Getting started at 8 weeks old

If you can avoid accidents as much as possible from the start, you will make faster progress – this means the more effort you put in at the beginning, the better things will be. This is because puppies naturally like to pee where they have peed before. And so it is better not to build up any kind of history of peeing inside your home if you can avoid it.

But whatever age you start your puppy potty training journey, you’ll find it helpful to focus on the three stages of potty training that I’ve set out for you below.
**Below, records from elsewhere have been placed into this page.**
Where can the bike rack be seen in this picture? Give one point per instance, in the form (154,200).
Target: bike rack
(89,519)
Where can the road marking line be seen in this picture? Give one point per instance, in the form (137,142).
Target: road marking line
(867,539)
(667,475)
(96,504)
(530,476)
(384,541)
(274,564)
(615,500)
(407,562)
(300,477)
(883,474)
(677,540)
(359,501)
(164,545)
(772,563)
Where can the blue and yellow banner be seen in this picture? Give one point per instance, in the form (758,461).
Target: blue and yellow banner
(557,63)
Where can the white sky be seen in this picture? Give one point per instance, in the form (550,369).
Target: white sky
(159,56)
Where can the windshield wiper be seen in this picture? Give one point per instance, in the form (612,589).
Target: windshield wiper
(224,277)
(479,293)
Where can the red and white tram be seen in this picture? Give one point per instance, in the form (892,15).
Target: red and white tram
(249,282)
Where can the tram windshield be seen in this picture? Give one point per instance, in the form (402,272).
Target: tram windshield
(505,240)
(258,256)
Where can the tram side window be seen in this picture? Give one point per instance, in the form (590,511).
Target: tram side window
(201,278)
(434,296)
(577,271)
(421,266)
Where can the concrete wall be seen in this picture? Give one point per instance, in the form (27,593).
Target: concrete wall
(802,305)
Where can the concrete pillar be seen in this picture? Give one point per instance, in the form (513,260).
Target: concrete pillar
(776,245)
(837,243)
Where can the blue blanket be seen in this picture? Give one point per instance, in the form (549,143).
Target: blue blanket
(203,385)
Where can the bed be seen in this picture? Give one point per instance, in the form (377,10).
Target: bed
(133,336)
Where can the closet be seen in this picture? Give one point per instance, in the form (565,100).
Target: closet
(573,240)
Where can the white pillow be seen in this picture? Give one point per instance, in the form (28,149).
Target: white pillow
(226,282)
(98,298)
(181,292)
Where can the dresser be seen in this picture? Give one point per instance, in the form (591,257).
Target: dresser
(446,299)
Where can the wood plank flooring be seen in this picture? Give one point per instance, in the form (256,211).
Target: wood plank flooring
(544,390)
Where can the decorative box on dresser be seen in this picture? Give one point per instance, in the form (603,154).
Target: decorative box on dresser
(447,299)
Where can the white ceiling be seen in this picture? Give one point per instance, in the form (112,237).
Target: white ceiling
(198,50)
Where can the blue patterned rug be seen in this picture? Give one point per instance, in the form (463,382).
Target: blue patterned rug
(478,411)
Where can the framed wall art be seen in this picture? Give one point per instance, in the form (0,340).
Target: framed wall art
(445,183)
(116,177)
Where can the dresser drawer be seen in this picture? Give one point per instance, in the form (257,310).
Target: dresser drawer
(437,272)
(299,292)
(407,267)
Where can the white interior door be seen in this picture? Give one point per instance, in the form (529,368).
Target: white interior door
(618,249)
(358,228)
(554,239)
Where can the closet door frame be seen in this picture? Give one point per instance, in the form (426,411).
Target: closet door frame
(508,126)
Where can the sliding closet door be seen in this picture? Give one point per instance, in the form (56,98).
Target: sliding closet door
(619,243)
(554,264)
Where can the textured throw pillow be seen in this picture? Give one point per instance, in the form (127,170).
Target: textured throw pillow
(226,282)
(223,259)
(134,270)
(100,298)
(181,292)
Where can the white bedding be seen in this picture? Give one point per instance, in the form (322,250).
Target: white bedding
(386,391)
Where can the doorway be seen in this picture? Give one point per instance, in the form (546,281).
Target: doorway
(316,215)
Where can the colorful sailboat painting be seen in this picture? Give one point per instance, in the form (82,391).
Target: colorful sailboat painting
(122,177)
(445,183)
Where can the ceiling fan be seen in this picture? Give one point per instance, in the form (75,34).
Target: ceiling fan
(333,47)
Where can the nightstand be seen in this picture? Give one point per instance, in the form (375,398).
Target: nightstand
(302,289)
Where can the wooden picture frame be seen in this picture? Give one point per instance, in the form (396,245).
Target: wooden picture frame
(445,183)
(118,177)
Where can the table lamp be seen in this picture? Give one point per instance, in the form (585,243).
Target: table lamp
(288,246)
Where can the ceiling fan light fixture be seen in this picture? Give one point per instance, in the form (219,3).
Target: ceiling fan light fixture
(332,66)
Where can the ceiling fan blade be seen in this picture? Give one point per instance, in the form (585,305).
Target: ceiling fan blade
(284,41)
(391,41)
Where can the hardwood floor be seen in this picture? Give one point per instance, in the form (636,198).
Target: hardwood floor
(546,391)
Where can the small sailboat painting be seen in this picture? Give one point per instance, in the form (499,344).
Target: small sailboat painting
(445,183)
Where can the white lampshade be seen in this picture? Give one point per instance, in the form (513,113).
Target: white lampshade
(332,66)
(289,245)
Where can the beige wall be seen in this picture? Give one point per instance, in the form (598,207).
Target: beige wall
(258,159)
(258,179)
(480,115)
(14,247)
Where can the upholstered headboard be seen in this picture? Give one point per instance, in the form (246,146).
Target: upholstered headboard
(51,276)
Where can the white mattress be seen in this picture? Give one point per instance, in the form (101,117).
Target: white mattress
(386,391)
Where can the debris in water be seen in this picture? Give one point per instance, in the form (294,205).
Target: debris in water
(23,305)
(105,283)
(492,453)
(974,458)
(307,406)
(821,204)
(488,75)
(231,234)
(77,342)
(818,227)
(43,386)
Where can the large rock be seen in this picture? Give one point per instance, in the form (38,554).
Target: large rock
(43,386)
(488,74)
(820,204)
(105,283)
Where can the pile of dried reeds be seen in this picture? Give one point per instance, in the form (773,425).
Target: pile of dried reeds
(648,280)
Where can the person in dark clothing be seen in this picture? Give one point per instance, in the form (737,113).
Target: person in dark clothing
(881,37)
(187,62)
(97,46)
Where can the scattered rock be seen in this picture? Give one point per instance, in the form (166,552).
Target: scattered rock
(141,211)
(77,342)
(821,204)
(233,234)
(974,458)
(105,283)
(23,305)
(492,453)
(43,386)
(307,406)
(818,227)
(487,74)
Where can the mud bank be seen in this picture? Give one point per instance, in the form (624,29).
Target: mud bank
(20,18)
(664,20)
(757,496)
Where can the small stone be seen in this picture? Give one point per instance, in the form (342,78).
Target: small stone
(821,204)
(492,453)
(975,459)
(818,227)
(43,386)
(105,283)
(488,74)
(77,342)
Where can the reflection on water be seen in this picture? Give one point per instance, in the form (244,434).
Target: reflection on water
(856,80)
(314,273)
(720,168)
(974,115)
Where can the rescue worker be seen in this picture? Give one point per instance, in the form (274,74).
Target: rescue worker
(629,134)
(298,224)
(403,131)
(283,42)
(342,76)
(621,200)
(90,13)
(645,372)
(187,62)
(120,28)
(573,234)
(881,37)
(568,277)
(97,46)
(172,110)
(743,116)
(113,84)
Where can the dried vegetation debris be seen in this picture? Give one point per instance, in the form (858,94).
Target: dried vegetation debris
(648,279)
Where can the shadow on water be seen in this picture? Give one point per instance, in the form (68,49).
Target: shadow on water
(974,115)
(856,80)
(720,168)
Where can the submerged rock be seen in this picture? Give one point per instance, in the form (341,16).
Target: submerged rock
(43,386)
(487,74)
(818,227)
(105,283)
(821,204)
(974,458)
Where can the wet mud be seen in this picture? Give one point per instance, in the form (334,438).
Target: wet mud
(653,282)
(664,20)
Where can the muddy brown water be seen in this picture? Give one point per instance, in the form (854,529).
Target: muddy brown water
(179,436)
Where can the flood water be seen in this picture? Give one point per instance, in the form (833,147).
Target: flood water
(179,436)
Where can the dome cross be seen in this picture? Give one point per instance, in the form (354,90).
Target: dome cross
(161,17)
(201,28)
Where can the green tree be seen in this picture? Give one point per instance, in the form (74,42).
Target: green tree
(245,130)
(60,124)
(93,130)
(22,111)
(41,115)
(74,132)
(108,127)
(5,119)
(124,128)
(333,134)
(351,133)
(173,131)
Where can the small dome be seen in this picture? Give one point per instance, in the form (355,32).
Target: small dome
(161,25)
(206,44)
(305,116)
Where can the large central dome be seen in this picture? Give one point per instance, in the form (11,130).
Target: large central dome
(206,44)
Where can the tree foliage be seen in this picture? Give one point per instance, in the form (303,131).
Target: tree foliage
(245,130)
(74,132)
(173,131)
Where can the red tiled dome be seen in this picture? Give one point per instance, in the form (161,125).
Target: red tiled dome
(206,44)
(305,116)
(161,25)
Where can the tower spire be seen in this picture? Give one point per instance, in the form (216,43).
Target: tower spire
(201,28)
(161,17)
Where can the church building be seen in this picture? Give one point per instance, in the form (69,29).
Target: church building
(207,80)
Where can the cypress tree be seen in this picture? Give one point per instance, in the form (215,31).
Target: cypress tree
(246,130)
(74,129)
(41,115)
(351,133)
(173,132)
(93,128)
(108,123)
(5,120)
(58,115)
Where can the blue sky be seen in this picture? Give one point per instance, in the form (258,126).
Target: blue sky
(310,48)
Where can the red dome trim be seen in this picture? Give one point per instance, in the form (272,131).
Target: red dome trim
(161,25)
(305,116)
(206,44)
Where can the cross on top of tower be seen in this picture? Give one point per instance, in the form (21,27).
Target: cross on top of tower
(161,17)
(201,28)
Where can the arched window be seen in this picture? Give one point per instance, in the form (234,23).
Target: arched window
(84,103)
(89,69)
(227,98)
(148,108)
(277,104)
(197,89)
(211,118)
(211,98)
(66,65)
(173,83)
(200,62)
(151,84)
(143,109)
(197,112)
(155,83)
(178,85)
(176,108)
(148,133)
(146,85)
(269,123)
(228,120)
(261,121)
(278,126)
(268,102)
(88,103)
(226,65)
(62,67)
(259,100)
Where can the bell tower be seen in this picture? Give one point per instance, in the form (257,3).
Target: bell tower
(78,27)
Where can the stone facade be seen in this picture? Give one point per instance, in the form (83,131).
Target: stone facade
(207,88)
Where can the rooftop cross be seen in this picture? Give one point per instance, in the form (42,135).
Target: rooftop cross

And in this respect, house training an 8 week old puppy is exactly the same process as for a 6 month old puppy.

The three stages of house training

  1. Learning where to potty – establishing a toilet area
  2. Starting to hold on – learning self control
  3. Independent toileting

I’ll be looking at each stage in turn. The same stages apply whether you’re toilet training in an apartment or a yard. But the way you approach them differs slightly. Which is why it’s important to decide which method you are going to use early on.

Puppy potty training methods

There are two different methods of house training. One is better suited to puppy parents who are able to be at home for their puppies all the time. And the other one is adapted for puppy parents that have to go out during the day.

To help you choose the right one for you, we’ll explain exactly what’s involved in each.

Method 1: How to potty train a puppy to go outside

Method 1 is a great system for anyone that can take time to be with their new 8 or 9 week old puppy all day for the first few weeks. The system is based on teaching your puppy to toilet outside from the start, as this makes the process faster and simpler. It is set out in three clear stages:

  1. Establish the toilet area (8-9 weeks)
  2. Learning self control (10-12 weeks)
  3. Extending the clean zone (3-6 months)

Stage 1 – Establish the toilet area

This stage is all about teaching your puppy the right place to pee and poop. While at the same time, preventing him from emptying himself in any of the wrong places.

During this phase, restrict your puppy to a small area of your home and one that has washable floors. Your first job is to get your puppy to his outdoor toilet area many times each day, especially on the following occasions:

  • on waking
  • after eating
  • after playing
  • any time his bladder is full.

Supervise Your Puppy

Your second job is to supervise or contain your puppy when his bladder is filling up. You can do this by crating him* (paid link)for a few minutes, or by cuddling him in your arms. I recommend the cuddle option for the first few days, that way you can introduce the crate gradually once he has settled into his new home.

Recognising when your puppy’s bladder is filling up

The most reliable way to predict this at first is to go by the clock. Start with the assumption that the puppy needs to pee every 30 minutes, and adjust that up – or down! – depending on your puppy’s progress.

If your puppy pees every 30 minutes, then it’s a pretty good bet that his bladder is filling up if his last pee was more than twenty minutes ago.

A complete and simple guide to potty training your puppy - from the Labrador Site

As you can see, there is some guesswork involved in house training a puppy, but not too much. And you will soon get to know your puppy’s natural rhythms.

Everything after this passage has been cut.